What Do the Principal Components Mean?#
It is possible to use the principal components and their eigenvalues to derive an interpretation of the data. This can be extremely powerful in understanding the terms and relationships that lead to our observations. The first interpretative tool is the loading matrix, which gives a quantitative description of how each feature contributes to a given principal component. The loading of the nth principal component is the n-th row of the component matrix (where the principal components are the columns) multiplied by the nth eigenvalue.

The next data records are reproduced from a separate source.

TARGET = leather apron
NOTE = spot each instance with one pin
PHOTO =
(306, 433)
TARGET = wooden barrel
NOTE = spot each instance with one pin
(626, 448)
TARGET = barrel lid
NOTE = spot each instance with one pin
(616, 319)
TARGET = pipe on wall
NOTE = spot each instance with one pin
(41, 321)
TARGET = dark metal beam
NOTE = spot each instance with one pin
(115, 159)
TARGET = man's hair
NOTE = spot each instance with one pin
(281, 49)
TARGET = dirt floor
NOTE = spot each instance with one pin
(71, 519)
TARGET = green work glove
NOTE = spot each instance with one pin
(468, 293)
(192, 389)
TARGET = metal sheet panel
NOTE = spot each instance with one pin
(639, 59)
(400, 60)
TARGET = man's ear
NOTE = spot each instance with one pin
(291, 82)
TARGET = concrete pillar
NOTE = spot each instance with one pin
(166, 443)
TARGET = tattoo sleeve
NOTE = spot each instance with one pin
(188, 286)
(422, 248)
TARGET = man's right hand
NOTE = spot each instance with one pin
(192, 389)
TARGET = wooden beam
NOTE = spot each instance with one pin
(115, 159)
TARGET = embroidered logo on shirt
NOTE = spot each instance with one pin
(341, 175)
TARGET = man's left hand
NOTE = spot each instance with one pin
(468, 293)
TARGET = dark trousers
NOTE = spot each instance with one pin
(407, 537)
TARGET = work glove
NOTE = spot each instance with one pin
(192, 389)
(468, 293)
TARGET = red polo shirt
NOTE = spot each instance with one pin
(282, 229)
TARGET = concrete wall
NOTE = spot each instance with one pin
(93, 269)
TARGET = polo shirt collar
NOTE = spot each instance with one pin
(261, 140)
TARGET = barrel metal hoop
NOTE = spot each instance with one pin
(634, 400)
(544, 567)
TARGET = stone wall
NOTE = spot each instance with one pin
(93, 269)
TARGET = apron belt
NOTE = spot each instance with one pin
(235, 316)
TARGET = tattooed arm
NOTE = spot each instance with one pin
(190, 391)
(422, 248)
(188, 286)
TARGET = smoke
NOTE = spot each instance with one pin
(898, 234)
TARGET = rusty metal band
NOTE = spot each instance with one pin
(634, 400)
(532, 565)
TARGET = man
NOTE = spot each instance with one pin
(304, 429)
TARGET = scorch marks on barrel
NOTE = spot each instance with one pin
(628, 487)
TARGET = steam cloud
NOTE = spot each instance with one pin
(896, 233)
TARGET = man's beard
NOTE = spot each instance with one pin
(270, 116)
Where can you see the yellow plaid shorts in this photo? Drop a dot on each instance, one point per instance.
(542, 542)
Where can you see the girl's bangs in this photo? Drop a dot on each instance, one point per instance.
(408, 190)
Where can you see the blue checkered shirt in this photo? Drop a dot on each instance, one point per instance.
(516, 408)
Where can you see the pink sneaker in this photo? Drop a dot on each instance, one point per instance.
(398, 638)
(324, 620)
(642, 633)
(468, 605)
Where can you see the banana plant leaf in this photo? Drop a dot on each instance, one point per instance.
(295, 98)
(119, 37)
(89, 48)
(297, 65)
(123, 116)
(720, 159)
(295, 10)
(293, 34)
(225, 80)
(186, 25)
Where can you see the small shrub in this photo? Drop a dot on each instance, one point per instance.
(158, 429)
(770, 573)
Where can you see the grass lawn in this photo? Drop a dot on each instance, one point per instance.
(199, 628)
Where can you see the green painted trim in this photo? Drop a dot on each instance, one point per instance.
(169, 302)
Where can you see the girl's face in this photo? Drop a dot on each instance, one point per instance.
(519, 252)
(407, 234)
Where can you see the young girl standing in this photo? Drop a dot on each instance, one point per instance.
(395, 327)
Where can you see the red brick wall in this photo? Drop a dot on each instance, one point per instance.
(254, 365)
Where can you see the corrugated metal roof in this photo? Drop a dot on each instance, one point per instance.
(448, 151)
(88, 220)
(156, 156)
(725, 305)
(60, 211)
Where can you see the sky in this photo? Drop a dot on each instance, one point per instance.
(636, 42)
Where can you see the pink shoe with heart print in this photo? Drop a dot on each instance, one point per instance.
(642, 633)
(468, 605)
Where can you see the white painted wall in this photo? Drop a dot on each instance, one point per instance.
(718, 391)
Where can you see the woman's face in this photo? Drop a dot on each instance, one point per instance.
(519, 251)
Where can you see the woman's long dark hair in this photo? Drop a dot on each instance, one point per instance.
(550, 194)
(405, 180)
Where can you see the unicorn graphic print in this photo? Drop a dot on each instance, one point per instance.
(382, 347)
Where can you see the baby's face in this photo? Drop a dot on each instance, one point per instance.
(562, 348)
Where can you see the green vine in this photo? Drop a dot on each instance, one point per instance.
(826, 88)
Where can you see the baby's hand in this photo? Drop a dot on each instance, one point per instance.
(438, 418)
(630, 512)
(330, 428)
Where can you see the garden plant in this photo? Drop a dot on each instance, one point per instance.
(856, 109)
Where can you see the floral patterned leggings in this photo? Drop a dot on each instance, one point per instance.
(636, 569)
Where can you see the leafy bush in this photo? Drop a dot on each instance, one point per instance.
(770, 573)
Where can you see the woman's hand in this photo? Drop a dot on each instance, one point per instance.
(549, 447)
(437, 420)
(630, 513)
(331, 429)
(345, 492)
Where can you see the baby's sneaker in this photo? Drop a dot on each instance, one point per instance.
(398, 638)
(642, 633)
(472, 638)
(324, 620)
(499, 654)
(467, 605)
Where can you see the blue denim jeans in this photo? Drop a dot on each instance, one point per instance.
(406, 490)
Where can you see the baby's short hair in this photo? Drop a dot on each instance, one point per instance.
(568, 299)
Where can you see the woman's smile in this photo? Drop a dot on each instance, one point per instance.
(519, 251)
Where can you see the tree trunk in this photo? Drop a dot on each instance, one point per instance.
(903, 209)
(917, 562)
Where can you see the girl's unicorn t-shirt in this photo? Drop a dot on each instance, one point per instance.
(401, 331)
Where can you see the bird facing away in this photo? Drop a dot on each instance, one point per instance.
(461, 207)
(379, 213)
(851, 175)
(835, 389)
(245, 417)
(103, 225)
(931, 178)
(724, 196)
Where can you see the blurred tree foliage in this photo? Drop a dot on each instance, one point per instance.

The code below calculates the loading matrix for the first two principal components and plots them against the relevant features.
import numpy as np
loading_matrix = pd.DataFrame(pca.components_[:2].T * np.sqrt(pca.explained_variance_[:2]),
columns=['PC1', 'PC2'], index=data.columns[1:11])
fig, ax = plt.subplots(figsize=(6, 4))
loading_matrix.plot(kind='bar', ax=ax)
ax.set_xlabel('Features')
ax.set_ylabel('Loading')
plt.show()

We can see from the above plot that the first principal component contains significant positive loading from most of the features. This means that a positive value for the transformed data into the first principal component is associated with a positive value for all features. On the other hand, the second principal component has a negative loading for many features (radius, texture, etc.). This means that a positive value for the transformed data into the second principal component is associated with a negative value for these features.
Let’s look at the data transformed by the first and second principal components. We have coloured this data to determine whether the cancer was found to be malignant or benign.
import seaborn as sns
sns.jointplot(x='PC1', y='PC2', hue='Diagnosis', data=pc, kind='scatter')
plt.show()

From this, it is clear that benign tumours typically had less principal component 1. Looking at this in the context of the loading matrix plot above, we can rationalise that malignant tumours typically have larger values of the features, such as concave points, than benign ones. One could imagine using a clustering algorithm on principal component 1 to classify new data as benign or malignant. Principal component 2 is more challenging to interpret, as the distinction is less clear. This is expected, given that principal component 2 explains only 25 % of the variance, compared against principal component 1’s 60 %.